Ainsi, selon qu’il se trouve placé sous l’égide des lois civiles ou sous l’état de nature,  « l'humain est pour l'humain un dieu et l'humain est un loup pour l'humain. Homo homini deus et homo homini lupus. »

 Précurseur de l’Etat de droit

 Mais les lois elles-mêmes sont limitées par le « droit naturel », c'est-à-dire par la liberté ou puissance de chacun. Ainsi nul n'a d'obligation de se soumettre à l'emprisonnement ou à la peine de mort : en ce cas, chacun a la « liberté de désobéir » et le droit de résister par la force. « Nul n'est contraint », non plus, « de s'accuser soi-même ». Les lois naturelles (qui sont contenues dans les lois civiles et ont la même extension), empêchent non seulement de s'accuser soi-même, mais prohibent aussi l'usage de témoignage obtenus sous la torture.
Dans le chapitre sur les crimes et les châtiments , Hobbes laisse une place à quelques principes qui font aujourd'hui partie de ce qu'on appelle l'« État de droit » : principe de connaissance de la loi; principe de non-rétroactivité; si la peine est plus grande que ce que la loi a prescrit, il ne s'agit plus d'un châtiment, mais d'un acte d'hostilité; de même, en cas de détention préventive, « tout mal subi par celui qui est dans les fers ou entravé, au-delà de ce qui est nécessaire pour le garder à vue, et avant que sa cause ne soit entendue, est contraire à la loi de nature »; la punition des sujets innocents est aussi contraire à la loi de nature. De façon générale, toute peine qui ne vise pas à favoriser l'obéissance des sujets n'est pas une peine, mais un acte d'hostilité (la vengeance, par exemple, ne peut pas être une sanction pénale). Et tout acte d'hostilité conduit à légitimer la résistance des sujets, qui deviennent de facto ennemis de l'Etat.
Le pouvoir Souverain, reste toutefois fragile : le Leviathan est un "dieu mortel". 

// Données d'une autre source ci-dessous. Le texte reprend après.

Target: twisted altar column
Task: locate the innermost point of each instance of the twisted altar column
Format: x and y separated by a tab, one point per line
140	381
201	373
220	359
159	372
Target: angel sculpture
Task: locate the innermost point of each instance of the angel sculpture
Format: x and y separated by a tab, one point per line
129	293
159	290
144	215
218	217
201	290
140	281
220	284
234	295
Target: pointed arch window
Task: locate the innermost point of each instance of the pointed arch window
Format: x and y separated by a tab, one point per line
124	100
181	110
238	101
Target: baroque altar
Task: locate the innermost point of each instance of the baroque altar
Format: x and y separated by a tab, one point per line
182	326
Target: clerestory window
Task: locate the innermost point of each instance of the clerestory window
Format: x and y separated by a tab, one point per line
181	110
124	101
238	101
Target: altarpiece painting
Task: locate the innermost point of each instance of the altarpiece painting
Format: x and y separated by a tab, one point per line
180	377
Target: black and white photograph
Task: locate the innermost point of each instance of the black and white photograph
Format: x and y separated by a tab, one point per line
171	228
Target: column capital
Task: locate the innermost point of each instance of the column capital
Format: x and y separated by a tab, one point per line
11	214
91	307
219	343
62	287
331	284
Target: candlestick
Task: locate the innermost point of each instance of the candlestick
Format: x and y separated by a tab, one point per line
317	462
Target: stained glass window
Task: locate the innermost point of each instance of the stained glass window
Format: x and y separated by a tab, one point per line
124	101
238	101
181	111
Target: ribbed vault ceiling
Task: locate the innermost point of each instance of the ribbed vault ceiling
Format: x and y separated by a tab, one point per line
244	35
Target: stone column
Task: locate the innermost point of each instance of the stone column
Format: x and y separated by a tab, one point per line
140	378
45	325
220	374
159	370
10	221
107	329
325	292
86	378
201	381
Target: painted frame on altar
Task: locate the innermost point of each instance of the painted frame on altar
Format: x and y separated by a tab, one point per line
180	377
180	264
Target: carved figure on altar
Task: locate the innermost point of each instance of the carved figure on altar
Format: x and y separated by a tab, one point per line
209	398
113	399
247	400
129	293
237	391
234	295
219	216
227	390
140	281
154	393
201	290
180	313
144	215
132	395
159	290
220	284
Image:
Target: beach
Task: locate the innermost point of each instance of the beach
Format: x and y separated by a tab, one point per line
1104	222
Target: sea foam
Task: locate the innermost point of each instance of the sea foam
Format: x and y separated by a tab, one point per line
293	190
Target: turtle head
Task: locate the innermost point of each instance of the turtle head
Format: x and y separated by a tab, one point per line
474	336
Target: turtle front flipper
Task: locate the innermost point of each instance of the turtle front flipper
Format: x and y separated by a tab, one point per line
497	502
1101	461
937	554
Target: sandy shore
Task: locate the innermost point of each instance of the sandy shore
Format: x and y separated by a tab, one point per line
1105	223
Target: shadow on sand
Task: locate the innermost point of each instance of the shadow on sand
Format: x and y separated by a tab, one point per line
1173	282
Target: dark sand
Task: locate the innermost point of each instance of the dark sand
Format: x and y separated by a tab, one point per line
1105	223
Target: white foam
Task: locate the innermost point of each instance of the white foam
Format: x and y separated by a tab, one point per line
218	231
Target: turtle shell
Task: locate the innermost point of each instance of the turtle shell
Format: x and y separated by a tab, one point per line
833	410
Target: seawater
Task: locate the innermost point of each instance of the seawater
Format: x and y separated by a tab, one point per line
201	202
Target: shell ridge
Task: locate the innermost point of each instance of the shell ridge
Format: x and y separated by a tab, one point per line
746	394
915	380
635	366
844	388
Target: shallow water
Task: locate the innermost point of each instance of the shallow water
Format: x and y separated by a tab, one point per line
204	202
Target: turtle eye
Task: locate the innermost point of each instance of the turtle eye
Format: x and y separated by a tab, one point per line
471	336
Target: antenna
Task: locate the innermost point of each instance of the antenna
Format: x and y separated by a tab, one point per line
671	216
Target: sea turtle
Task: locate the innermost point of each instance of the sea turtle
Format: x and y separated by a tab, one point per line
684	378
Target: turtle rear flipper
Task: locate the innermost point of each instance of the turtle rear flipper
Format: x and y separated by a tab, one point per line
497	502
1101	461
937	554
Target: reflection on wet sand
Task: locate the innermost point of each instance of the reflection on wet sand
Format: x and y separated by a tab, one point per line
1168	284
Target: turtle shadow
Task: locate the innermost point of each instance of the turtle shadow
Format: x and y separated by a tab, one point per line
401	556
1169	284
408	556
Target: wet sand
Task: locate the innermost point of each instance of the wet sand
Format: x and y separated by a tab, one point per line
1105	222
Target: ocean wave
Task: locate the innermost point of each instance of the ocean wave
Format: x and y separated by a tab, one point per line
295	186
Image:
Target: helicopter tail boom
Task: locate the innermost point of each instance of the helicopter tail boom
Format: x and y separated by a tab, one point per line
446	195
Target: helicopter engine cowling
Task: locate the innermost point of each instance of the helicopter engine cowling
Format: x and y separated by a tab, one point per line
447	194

Hobbes est encore très présent aujourd'hui et reconnu comme étant le penseur d'une bourgeoisie éclairée de pouvoir. Certains voient dans sa conception d'un sujet fondateur de l'ordre politique, de nouvelles formes d'assujettissement. Inscrit dans un système représentatif, jouissant d'une liberté négative plutôt que d'une absence de dépendance, le sujet de droit n'en vient-il pas à consentir à sa propre servitude ?
Notons aussi que Hobbes fut un redoutable ennemi de la tradition républicaine romaine de la vie publique. Ses efforts pour le discréditer et proposer une alternative ont fait date dans l'histoire de la pensée politique. Ils furent profondément marqués par les revendications des auteurs radicaux et des membres du Parlement lors des guerres civiles anglaises(1642), ainsi que par sa propre conviction de l'urgence et de la nécessité de s'y opposer, au nom de la paix. Ainsi certains voient dans la théorie politique de Hobbes une intervention polémique dans les conflits de son temps, sous la surface apparemment lisse de son argumentation. Et le Léviathan, ouvrage le plus fondamental de philosophie politique jamais écrit en langue anglaise, correspond de façon très spécifique au contexte politique d'une époque.